We present abundance ratios for 23 elements with respect to Fe in a sample of stars with a wide range in luminosity, from luminous giants to stars near the turnoff in a globular cluster. Our sample of 25 stars in M71 includes 10 giant stars more luminous than the red horizontal branch ( RHB), three HB stars, nine giant stars less luminous than the RHB, and three stars near the turnoff. The analyzed spectra, obtained with HIRES at the Keck Observatory, are of high dispersion (R = lambda/Deltalambda = 35,000). We find that the neutron capture, the iron peak, and the element abundance ratios show no trend with T e and low scatter around the mean between the top of the RGB and near the main-sequence turnoff. The alpha-elements Mg, Ca, Si, and Ti are over-abundant relative to Fe. The anticorrelation between O and Na abundances observed in other metal-poor globular clusters is detected in our sample and extends to the main sequence.

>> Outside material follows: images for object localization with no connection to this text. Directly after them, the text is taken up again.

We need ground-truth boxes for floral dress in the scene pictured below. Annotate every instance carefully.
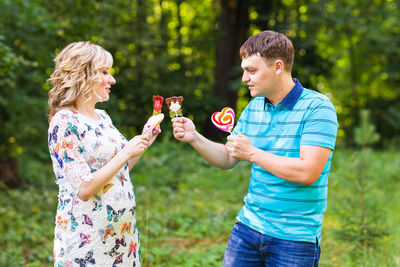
[48,109,140,267]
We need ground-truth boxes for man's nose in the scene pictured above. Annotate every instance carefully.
[242,72,249,83]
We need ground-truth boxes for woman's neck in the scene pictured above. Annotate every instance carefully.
[72,96,99,120]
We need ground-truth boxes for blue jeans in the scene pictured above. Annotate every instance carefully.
[222,222,321,267]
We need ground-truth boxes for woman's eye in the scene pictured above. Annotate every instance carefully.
[103,71,108,75]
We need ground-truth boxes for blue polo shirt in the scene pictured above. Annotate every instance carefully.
[232,79,338,244]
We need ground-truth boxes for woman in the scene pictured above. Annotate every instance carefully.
[48,41,157,266]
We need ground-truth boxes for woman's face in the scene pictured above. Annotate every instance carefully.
[94,67,116,102]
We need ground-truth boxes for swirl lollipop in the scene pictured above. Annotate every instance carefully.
[211,107,235,133]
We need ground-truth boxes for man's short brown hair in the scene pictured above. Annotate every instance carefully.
[240,30,294,72]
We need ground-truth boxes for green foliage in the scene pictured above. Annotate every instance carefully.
[1,0,400,179]
[0,0,53,163]
[246,0,400,146]
[0,37,21,155]
[1,1,400,265]
[326,148,400,265]
[382,106,400,148]
[0,0,218,176]
[0,183,57,266]
[333,112,388,264]
[354,110,380,147]
[1,144,400,266]
[305,0,400,145]
[333,150,389,261]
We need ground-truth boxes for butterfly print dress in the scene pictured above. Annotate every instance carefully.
[48,109,140,267]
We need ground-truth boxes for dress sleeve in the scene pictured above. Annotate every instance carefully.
[48,112,94,194]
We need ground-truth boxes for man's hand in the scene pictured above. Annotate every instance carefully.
[172,117,196,143]
[226,134,256,162]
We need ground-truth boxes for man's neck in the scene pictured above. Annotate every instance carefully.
[268,75,295,106]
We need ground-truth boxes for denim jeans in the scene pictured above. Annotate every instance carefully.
[222,222,321,267]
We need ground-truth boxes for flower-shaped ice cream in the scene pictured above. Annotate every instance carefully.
[152,95,164,115]
[165,96,184,118]
[169,101,181,112]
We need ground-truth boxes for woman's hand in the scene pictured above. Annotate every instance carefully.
[123,135,150,159]
[147,126,161,147]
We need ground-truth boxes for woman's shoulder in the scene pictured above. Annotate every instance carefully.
[50,108,71,121]
[49,108,78,128]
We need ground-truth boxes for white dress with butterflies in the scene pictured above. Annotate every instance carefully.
[48,109,140,267]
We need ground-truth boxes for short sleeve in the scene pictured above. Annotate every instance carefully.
[98,109,113,124]
[301,99,339,150]
[48,111,94,194]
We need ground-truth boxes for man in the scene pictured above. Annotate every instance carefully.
[172,30,338,266]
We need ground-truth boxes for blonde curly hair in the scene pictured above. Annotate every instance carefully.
[48,41,113,123]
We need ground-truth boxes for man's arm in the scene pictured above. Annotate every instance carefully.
[226,134,331,185]
[172,117,239,169]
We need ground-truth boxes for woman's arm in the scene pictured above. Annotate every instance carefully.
[77,135,149,200]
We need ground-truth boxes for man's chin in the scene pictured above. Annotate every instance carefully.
[250,91,259,97]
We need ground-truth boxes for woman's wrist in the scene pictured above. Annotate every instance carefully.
[119,148,132,163]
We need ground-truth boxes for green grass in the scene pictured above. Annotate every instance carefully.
[1,142,399,266]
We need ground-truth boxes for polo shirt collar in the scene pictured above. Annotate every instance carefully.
[264,79,304,110]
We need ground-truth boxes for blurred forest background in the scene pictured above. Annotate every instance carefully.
[1,0,399,266]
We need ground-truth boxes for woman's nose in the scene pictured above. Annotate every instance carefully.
[109,75,116,85]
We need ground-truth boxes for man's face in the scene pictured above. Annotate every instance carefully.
[241,55,276,98]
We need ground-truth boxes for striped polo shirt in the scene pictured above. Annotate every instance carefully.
[232,79,338,244]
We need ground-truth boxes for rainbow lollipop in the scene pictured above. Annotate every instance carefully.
[144,113,164,135]
[211,107,235,133]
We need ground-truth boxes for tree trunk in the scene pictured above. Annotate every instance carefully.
[214,0,248,109]
[136,0,147,86]
[176,0,184,67]
[0,157,21,188]
[205,0,249,139]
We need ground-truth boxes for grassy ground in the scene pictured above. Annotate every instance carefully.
[1,141,399,266]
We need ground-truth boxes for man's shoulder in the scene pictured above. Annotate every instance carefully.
[301,88,331,101]
[299,88,335,108]
[298,89,338,127]
[246,97,265,109]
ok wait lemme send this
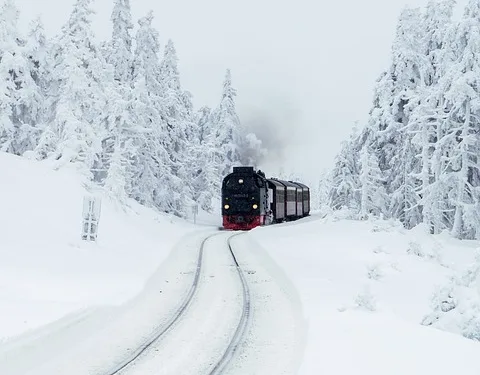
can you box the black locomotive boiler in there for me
[221,166,310,230]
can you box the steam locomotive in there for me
[221,166,310,230]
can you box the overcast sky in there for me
[14,0,469,181]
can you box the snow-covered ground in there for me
[0,152,214,341]
[248,213,480,374]
[1,152,480,374]
[0,152,220,373]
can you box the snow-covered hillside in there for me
[0,152,213,340]
[1,152,480,374]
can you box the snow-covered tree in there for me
[359,146,386,219]
[440,0,480,239]
[385,7,428,226]
[101,0,140,201]
[159,39,195,206]
[128,12,190,216]
[103,137,134,203]
[0,0,44,155]
[314,169,332,212]
[210,69,242,176]
[409,0,456,233]
[196,106,212,144]
[423,0,456,85]
[329,128,361,212]
[191,142,218,212]
[128,11,165,206]
[0,0,19,153]
[107,0,133,83]
[40,0,115,183]
[327,0,480,240]
[190,106,218,211]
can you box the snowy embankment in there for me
[0,152,219,371]
[248,212,480,374]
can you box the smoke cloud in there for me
[238,96,302,176]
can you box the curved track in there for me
[104,231,253,375]
[208,234,251,375]
[105,232,222,375]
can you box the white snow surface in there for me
[1,152,480,374]
[0,152,205,338]
[248,214,480,374]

A statistically significant correlation between Al and Na abundances is observed among the M71 stars in our sample, extending to M(V) = +1.8, fainter than the luminosity of the RGB bump in M5. Lithium is varying, as expected, and Zr may be varying from star to star as well. M71 appears to have abundance ratios very similar to M5, whose bright giants were studied by Ivans et al., but seems to have a smaller amplitude of star-to-star variations at a given luminosity, as might be expected from its higher metallicity. Neither extremely O-poor, Na-rich stars nor extremely O-rich, Na-poor, stars such as are observed in M5 and in M13, are present in our sample of M71 stars. The results of our abundance analysis of 25 stars in M71 provide sufficient evidence of abundance variations at unexpectedly low luminosities to rule out the mixing scenario. Either alone or, even more powerfully, combined with other recent studies of C and N abundances in M71 stars, the existence of such abundance variations cannot be reproduced within the context of our current understanding of stellar evolution.